An interesting fact: Switzerland has no formal capitol. Instead the country has a federal city, the place where most of the federal governmental buildings (parliament, executive, administration) are located. That city is Bern.
Located on the top of a peninsula, the Old City of Bern sits above a horseshoe bend of the river Aare. Historically Bern’s geographical position maximized the value of its natural defenses. As the town grew to its current population of 132,000 it required more space than was available on the peninsula. Thus bridges were built high above the Aare and the city expanded to the far side of the river. Generally the “older” sections of Bern are on the peninsula and “newer” potions are on the “mainland.”
The river has been a natural buffer around Bern’s Old City that has saved its historic street plan and many of its old buildings. In 1983 UNESCO honored Bern by designating “Old City of Berne” as a World Heritage site. The city’s uniform architecture, large governmental buildings, and attractive positioning are captivating.
Bern is also a likable, though expensive city to live in. It is both youthful and dynamic while being staid, organized, and, well, Swiss. Bern’s affluence hasn’t tempered its vibrancy.

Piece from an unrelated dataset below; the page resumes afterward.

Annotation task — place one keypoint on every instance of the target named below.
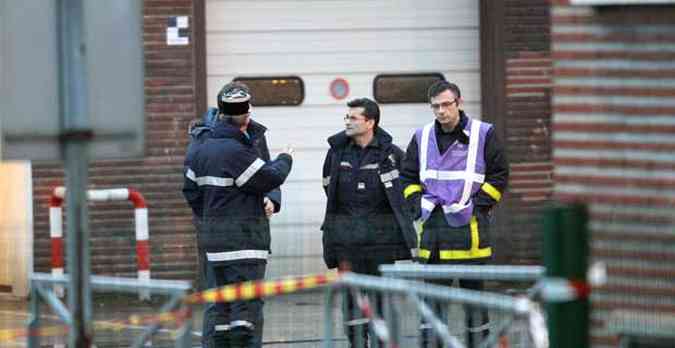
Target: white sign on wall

Much of the Old City has been pedestrianized. With abundant bike paths and an efficient streetcar and bus system car traffic in the green city is minimal and getting around is easy. For us the lack of cars in the old town was a big plus. Perhaps it is for others too. In 2014 Bern ranked number 10 in Mercer Quality of Living Survey. Bern is both a livable city for residents and an interesting city for visitors.